We searched ALOIS (www.medicine.ox.ac.uk/alois), the Cochrane Dementia and Cognitive Improvement Group Specialised Register, MEDLINE (OvidSP), Embase (OvidSP), PsycINFO (OvidSP), CINAHL (EBSCOhost), Web of Science Core Collection (ISI Web of Science), LILACS (BIREME), ClinicalTrials.gov, and the World Health Organization International Clinical Trials Registry Platform on 16 October 2019.
We included randomised and quasi-randomised controlled trials evaluating the effectiveness of any model of enhanced care and rehabilitation for people with dementia after hip fracture surgery compared to usual care.
Two review authors independently selected trials for inclusion and extracted data. We assessed risk of bias of the included trials. We synthesised data only if we considered the trials to be sufficiently homogeneous in terms of participants, interventions, and outcomes. We used the GRADE approach to rate the overall certainty of evidence for each outcome.
We included seven trials with a total of 555 participants. Three trials compared models of enhanced care in the inpatient setting with conventional care. Two trials compared an enhanced care model provided in inpatient settings and at home after discharge with conventional care. Two trials compared geriatrician-led care in-hospital to conventional care led by the orthopaedic team. None of the interventions were designed specifically for people with dementia, therefore the data included in the review were from subgroups of people with dementia or cognitive impairment participating in randomised controlled trials investigating models of care for all older people following hip fracture. The end of follow-up in the trials ranged from the point of acute hospital discharge to 24 months after discharge.
We considered all trials to be at high risk of bias in more than one domain. As subgroups of larger trials, the analyses lacked power to detect differences between the intervention groups. Furthermore, there were some important differences in baseline characteristics of participants between the experimental and control groups. Using the GRADE approach, we downgraded the certainty of the evidence for all outcomes to low or very low.

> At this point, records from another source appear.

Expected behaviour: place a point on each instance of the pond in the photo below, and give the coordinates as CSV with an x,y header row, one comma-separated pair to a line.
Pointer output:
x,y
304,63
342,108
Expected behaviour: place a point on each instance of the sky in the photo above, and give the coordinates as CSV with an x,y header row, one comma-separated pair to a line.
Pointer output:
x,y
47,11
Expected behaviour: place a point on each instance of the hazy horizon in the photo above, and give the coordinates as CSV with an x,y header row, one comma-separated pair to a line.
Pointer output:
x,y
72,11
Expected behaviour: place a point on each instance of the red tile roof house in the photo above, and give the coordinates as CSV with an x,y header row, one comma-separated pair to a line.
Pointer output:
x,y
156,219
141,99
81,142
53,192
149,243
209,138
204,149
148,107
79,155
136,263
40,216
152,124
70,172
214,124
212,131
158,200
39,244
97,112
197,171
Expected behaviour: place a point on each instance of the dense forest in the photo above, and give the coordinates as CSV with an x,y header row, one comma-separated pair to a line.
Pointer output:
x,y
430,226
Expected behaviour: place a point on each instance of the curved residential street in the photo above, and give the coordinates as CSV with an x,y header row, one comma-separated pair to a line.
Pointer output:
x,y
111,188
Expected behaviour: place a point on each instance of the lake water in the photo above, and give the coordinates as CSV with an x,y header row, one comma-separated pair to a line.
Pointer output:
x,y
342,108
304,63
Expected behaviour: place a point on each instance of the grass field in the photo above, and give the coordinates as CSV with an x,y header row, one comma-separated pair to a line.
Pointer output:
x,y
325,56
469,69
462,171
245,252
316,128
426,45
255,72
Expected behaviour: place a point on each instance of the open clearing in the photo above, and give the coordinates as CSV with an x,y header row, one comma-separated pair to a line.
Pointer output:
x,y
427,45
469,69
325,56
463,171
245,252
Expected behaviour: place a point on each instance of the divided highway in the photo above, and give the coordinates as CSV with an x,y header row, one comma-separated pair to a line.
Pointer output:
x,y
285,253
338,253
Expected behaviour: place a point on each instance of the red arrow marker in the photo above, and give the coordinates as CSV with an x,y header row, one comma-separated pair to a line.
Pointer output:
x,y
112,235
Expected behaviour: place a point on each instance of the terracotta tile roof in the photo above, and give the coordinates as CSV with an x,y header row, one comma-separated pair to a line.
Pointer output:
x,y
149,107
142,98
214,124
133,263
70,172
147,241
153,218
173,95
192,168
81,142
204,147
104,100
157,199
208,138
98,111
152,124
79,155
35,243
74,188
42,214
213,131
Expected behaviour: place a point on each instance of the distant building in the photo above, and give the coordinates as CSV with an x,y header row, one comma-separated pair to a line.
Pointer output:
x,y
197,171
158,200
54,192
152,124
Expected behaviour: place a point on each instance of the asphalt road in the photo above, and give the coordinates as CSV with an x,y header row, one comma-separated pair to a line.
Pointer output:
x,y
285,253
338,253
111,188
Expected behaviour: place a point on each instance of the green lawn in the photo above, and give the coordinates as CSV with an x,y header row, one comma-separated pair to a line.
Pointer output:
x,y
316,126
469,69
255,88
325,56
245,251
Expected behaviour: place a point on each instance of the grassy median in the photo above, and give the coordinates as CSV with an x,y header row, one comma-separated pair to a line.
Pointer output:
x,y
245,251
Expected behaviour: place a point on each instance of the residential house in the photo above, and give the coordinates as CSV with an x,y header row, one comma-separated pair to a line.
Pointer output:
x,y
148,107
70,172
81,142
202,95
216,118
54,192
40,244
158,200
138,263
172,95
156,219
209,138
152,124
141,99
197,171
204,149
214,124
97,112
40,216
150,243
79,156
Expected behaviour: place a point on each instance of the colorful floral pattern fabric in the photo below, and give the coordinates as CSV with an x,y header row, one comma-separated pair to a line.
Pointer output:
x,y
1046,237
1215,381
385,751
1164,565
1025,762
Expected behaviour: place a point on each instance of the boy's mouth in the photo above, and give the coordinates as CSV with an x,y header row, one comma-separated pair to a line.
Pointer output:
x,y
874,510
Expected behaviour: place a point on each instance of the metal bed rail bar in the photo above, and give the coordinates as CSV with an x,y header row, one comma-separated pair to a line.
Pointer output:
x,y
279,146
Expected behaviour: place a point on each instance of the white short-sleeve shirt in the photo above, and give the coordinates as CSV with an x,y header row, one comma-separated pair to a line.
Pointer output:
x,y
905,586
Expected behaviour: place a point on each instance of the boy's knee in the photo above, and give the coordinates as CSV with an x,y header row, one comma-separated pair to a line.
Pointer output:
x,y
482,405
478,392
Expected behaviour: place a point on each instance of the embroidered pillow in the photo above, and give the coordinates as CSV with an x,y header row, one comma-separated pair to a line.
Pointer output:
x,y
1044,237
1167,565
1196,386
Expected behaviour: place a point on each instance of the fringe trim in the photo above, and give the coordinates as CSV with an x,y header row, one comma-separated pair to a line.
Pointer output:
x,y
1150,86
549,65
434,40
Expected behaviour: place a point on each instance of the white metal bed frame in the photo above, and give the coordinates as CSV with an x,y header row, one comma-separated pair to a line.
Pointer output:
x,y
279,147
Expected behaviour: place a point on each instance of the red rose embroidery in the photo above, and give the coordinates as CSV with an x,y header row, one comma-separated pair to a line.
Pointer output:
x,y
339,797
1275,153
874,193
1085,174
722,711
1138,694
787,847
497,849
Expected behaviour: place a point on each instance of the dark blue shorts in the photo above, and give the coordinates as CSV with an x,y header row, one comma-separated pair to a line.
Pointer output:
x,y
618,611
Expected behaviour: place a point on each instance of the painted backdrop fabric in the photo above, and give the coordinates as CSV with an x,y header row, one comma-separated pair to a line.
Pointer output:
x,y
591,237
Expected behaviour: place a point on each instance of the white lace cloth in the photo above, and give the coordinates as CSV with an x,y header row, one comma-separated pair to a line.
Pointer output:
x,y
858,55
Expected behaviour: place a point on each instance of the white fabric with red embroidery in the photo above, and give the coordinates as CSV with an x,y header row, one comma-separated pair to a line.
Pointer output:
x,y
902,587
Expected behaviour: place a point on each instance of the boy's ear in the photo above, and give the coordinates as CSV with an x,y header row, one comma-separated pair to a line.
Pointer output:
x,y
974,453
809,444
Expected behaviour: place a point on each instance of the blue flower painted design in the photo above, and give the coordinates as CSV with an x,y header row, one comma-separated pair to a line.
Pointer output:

The effect estimates for almost all comparisons were very imprecise, and the overall certainty for most results was very low. There were no data from any study for our primary outcome of health-related quality of life. There was only very low certainty for our other primary outcome, activities of daily living and functional performance, therefore we were unable to draw any conclusions with confidence. There was low-certainty that enhanced care and rehabilitation in-hospital may reduce rates of postoperative delirium (odds ratio 0.04, 95% confidence interval (CI) 0.01 to 0.22, 2 trials, n = 141) and very low-certainty associating it with lower rates of some other complications. There was also low-certainty that, compared to orthopaedic-led management, geriatrician-led management may lead to shorter hospital stays (mean difference 4.00 days, 95% CI 3.61 to 4.39, 1 trial, n = 162).